I cut the String and dab a bit of CA Glue to the outside of it and push the string against it


This is the way that I make Footropes…

Completed Footrope on Port side of Fore MainSail Yard

I first cut a length of Line. I use this brand of String because I like how the Nylon soaks up the Superglue.

Make a Loop and tie a Clove Hitch with some Black Sewing String and loop around it.

Clove Hitch around Loop
Put around 4 or 5 Loops around it and a dab of Superglue
Clove it to Spar
Make a couple sets of Line with Midshipman’s Knot/Figure 8 Loops on the ends…
Slide through the Footrope Line…

Figure Eight Noose

I continued on with the Line and made a Clove Hitch on the end…
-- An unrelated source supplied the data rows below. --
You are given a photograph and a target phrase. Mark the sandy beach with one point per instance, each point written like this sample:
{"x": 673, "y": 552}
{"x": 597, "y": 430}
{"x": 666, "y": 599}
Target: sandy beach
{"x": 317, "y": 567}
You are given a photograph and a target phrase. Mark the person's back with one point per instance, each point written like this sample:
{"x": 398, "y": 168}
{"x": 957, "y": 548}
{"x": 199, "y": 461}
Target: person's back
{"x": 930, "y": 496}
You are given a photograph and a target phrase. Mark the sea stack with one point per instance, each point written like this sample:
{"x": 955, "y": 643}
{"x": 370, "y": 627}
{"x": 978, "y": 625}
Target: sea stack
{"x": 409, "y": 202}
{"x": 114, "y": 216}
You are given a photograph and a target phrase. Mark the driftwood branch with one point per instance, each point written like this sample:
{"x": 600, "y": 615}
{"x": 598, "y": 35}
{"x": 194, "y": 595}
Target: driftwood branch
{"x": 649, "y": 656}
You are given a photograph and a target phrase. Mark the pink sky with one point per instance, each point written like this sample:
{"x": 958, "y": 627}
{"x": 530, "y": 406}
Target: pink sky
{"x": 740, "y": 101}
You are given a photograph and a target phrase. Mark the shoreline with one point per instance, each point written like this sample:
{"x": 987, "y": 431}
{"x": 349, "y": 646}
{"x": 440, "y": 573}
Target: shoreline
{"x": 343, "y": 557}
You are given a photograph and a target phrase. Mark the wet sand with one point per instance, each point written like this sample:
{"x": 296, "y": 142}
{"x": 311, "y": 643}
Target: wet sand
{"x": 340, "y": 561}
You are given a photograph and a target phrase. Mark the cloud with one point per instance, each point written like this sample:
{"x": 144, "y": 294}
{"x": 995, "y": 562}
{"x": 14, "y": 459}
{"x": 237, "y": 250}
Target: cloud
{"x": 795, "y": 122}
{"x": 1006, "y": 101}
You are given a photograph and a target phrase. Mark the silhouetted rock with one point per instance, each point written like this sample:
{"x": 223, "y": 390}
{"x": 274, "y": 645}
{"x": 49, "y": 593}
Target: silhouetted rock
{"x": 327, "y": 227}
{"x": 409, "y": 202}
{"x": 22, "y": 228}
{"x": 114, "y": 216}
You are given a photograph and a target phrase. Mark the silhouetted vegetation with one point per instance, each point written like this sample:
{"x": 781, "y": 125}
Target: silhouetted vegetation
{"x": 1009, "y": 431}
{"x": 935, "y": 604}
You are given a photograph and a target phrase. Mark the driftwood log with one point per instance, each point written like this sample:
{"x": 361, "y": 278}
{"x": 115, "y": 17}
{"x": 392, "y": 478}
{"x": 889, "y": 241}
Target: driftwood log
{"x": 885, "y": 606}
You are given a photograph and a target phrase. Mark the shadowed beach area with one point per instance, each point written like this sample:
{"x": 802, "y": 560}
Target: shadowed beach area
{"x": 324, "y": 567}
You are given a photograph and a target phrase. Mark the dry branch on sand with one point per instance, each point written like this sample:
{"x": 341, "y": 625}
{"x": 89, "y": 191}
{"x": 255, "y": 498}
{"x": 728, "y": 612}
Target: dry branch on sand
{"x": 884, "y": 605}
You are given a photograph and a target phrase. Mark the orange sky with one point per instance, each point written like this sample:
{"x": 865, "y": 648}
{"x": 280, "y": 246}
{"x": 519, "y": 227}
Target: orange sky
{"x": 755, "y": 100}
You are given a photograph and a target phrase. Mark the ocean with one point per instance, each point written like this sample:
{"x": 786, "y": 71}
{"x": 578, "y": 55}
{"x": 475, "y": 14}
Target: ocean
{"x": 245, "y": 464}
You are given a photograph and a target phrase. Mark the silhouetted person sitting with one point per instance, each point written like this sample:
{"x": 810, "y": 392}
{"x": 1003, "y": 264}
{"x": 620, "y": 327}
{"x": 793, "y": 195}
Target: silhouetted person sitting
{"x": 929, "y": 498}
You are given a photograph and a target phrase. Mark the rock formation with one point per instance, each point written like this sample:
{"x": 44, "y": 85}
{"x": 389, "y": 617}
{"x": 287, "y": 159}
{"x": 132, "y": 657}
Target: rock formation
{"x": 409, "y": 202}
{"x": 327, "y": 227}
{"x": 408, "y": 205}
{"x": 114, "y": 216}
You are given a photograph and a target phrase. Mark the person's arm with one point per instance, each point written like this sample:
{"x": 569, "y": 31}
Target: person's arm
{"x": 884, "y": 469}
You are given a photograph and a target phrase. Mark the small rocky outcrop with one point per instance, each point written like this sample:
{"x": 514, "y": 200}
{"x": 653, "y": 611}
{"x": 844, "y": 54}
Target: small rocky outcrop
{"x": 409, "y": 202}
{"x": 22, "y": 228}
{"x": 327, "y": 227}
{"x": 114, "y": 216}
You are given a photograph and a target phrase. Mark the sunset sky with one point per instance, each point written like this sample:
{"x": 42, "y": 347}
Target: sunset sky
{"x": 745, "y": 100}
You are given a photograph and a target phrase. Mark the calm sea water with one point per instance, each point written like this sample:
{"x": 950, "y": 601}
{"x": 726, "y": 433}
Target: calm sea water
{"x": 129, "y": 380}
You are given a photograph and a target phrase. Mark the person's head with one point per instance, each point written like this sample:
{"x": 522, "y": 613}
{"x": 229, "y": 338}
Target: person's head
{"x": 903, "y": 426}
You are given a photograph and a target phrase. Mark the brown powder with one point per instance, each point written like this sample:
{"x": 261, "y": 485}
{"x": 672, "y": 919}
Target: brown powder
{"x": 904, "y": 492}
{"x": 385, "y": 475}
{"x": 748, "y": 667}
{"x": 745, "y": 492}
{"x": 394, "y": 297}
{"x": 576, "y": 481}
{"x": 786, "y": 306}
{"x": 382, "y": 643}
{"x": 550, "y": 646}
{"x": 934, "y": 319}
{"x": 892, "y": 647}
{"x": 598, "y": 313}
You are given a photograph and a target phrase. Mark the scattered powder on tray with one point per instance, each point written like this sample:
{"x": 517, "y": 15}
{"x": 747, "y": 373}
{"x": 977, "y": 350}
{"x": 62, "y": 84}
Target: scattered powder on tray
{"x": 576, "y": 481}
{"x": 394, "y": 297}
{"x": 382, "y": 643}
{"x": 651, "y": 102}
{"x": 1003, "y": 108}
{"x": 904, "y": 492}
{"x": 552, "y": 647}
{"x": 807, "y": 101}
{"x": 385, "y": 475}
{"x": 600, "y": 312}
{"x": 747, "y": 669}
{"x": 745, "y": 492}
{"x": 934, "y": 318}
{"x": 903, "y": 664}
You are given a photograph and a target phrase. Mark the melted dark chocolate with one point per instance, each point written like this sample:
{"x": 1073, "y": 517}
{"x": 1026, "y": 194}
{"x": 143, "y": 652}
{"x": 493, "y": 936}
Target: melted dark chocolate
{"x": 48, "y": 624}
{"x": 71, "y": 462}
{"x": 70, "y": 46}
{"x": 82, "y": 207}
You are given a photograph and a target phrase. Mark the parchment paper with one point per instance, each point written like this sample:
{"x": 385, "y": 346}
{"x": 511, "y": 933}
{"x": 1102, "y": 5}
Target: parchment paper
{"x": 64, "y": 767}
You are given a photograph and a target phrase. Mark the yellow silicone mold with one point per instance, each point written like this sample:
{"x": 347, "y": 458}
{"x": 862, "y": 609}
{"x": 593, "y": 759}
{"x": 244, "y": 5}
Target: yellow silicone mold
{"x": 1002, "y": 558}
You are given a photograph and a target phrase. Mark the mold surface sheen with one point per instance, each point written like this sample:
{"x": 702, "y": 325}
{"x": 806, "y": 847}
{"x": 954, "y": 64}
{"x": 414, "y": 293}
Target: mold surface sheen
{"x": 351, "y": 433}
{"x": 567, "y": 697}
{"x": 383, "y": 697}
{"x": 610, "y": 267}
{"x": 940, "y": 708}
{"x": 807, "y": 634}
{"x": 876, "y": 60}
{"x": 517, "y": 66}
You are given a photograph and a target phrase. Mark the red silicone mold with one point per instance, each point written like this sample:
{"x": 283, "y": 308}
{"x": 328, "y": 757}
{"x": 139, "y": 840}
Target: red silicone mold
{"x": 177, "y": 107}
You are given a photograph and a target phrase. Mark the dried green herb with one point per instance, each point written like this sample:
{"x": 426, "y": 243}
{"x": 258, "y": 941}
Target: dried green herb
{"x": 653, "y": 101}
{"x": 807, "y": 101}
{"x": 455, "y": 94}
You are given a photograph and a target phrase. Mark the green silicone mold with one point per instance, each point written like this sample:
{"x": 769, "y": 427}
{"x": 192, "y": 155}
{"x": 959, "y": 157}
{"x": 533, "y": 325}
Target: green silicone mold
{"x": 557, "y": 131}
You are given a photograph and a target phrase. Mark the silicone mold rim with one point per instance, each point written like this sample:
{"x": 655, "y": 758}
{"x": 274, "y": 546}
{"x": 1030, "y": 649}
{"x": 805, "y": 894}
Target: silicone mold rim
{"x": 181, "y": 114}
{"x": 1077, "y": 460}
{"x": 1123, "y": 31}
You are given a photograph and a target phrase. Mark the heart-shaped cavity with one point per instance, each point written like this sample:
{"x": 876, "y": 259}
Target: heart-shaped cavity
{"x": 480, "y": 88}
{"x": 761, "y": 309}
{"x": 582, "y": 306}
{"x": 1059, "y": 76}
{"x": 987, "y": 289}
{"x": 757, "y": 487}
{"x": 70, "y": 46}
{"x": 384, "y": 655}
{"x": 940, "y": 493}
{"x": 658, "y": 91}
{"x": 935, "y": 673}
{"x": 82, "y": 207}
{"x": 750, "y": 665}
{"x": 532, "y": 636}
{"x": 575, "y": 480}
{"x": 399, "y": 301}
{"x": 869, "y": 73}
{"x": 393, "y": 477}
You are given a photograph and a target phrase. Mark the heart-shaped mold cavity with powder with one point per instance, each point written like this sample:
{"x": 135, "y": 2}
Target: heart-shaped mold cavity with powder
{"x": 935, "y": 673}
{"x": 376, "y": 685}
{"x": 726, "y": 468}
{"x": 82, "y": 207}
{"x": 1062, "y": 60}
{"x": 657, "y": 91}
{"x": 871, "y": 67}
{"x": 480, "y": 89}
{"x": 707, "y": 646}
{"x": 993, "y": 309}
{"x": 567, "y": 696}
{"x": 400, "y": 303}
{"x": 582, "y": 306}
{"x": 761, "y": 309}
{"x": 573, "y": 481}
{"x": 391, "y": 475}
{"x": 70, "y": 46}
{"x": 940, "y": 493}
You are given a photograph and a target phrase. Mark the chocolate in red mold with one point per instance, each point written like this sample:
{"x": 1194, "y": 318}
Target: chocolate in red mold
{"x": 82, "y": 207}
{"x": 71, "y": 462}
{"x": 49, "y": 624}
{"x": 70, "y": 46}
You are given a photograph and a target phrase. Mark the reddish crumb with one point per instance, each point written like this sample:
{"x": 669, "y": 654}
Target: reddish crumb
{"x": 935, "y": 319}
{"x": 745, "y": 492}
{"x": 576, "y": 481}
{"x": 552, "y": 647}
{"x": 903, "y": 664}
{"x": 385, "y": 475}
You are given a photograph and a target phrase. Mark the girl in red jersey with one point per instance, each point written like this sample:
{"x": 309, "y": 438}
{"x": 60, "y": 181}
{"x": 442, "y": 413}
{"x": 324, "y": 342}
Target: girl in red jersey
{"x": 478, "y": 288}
I put this Block on the end of the Line.

Roland’s Rules for Planking

  1. Planks should never be tapered to more than ½ of width of the Plank. If the Plank is 5mm Wide, then the narrowest you can taper it down to is 2.5mm.
  2. Batten goes from where Transom meets the Deadwood and runs along the turn of the bilge to the Bow where the wood naturally wants to fall.
  3. Divide Hull into 2 Bands. The Upper Band and the Lower Band… from the turn of the Bilge to the Keel.
  4. Calculate the required number of Planks from the Sheer Plank to the Batten at the Widest Bulkhead. Then calculate how small to taper it at the smallest Bulkhead at the Bow and the Transom for the Upper Band. You calculate it by dividing the distance of the Bulkhead from the Sheer Plank to the Batten, then divide it by the number of Planks that fit into that space.
  5. Begin Taper from the point of the Widest Bulkhead onwards to the Smallest Bulkhead. For example, if you have a 17 Bulkhead Ship and your widest Bulkheads are 6 thru 11… then begin tapering from 6 to 1 and 11 to Transom. The lower band usually never requires tapering because they’ll end up fanning out and you will need Stealers.
  6. Never bring a Plank to a Point going towards the Bow. This was done because a pointed piece of Lumber is very difficult to secure to the Bow. This is with exception of Bluff Bow Ships, i.e. HMS Victory.
  7. First Plank around the Deck is called the Sheer Plank. This is the most important Plank to get right. Because every other Plank will be in relation to where this one is placed.
  8. The Plank that goes against the Keel is called the Garboard Plank. The first 3 Planks coming up from the Garboard Plank (including Garboard) are not Tapered. Garboard Plank Stock can also be a little wider than the rest of the Planks. Like around 7mm
  9. Leave enough room between Planks in the Deadwood for Stealers that are the same width as the Planks. In the case of 5mm Planks, it would be 5mm.
  10. Deadwood – Make sure and take down the thickness of the Deadwood by around ½. This is because the thickness of the Planks and the Veneer is going to make it too thick and it won’t match the thickness of the Rudder. Once the Planks are on, take that down another ½ before applying Veneer.
  11. Tapered Edge always points down towards Keel.
  12. Use ½ Cup Ammonia for approximately 1 cup of boiling hot water for soaking the Planks for bending.
  13. Work down from the Sheer Plank. Work up from the Keel. Meet at the turn of the Bilge. Tapered Edge always points down.